If we continue reading the Epistle to the Galatians, verses 21 to 31 give a picture of two covenants between God and people. One covenant is from Mount Sinai through Moses and bears children who are to be slaves, as is written: “Mount Sinai in Arabia corresponds to the present city of Jerusalem, because she is in slavery with her children.” And further: “But the Jerusalem that is above is free, and she is our mother.” This verse covers the prophecy concerning the Holy Mother of God. The last verse reads: Brothers, you are not children of the slave_woman, i.e. Hagar or Eve, but you are children of the free woman, i.e. the Blessed Virgin. So the other covenant that bears children who are to be free is the covenant in Christ’s blood and death. “In the same way, after supper He took the cup, saying, ‘This cup is the new covenant in My blood; do this, whenever you drink it, in remembrance of Me.’” (1Cor 11:25)

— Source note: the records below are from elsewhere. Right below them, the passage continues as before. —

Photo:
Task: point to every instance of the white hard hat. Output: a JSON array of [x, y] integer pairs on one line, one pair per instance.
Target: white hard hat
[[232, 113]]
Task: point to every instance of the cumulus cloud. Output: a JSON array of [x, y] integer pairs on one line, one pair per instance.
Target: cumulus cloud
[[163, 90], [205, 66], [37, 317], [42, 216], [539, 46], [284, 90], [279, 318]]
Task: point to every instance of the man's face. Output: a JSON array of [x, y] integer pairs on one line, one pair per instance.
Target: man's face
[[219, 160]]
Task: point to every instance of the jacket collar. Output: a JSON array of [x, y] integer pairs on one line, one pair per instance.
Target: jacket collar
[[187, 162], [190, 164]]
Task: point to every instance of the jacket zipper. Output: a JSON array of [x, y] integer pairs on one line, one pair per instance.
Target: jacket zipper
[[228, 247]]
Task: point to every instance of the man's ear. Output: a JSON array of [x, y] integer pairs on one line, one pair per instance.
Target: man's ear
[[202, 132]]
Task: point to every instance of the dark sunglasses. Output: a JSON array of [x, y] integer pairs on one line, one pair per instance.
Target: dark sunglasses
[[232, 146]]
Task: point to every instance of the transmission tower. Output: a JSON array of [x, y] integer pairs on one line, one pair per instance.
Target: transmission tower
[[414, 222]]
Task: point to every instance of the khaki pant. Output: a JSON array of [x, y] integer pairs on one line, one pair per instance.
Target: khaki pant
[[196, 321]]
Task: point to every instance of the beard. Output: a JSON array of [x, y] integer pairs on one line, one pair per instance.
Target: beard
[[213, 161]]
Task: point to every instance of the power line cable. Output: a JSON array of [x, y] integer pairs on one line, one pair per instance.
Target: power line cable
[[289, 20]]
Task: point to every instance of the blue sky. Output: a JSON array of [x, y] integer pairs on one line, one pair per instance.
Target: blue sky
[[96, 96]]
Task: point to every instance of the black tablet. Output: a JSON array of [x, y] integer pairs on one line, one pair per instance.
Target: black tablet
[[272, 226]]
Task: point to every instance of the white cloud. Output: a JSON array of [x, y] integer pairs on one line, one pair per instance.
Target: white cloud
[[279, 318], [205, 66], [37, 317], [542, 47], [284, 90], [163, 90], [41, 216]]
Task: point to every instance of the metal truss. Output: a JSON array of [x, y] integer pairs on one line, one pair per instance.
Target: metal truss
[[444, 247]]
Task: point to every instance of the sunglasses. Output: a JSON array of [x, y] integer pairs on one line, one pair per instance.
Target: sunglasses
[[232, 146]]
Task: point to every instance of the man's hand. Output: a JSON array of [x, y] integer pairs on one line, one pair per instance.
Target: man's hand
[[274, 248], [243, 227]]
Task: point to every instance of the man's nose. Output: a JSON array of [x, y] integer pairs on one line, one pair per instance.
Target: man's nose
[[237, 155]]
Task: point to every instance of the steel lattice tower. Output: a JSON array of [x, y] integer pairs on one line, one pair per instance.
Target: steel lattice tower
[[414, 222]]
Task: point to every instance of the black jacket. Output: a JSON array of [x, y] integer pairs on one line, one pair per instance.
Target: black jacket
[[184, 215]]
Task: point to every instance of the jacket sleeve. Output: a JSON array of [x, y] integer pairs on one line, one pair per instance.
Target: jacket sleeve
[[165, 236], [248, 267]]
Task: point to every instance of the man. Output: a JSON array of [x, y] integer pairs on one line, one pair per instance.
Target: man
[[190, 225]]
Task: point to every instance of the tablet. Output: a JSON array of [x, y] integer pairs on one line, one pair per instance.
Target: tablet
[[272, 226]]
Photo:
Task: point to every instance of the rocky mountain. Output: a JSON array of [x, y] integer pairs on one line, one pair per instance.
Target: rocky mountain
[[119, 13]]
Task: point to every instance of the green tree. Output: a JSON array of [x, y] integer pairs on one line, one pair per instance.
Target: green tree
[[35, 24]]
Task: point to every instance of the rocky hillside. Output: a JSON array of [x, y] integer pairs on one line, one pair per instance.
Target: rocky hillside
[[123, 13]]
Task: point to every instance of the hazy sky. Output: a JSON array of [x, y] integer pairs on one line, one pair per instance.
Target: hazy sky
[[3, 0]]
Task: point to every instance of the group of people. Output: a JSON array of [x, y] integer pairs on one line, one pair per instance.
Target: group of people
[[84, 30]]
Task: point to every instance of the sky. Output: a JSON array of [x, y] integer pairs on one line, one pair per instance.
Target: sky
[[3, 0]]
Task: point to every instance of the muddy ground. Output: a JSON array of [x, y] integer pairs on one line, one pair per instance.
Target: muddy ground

So the covenant established by Jesus is based on faith and God’s grace, sets us free from the bondage of sin, and gives us true freedom and eternal life. The Scripture says about the Mother of Jesus that she is full of grace and blessed among women. She is the Mother of Jesus, and Jesus gave her to us as our mother by the cross. Until that time the words of Jesus were true about us: “Whoever commits sin is a slave of sin.” We are gradually delivered from this slavery of sin, and these are the pains of childbirth, when the Blessed Virgin is worthy even more than the Apostle Paul to say about each of us: My dear children, I am in the pains of giving birth to you through the Holy Spirit until Christ is formed in you. Yes, she suffered pain when she stood by the cross. Her suffering united with the suffering of Jesus was offered even for you. And grace obtained on the cross is given through her even to you. Therefore receive the Mother of Jesus into your own like John by the cross. And then you can share in the motherhood of the Mother of Jesus, for Jesus said: “Whoever does the will of God is My brother and sister and mother.” Offer up your suffering for the salvation of your close relatives and friends. Many times it is inner pain, persecution or slander, often even caused by your nearest and dearest.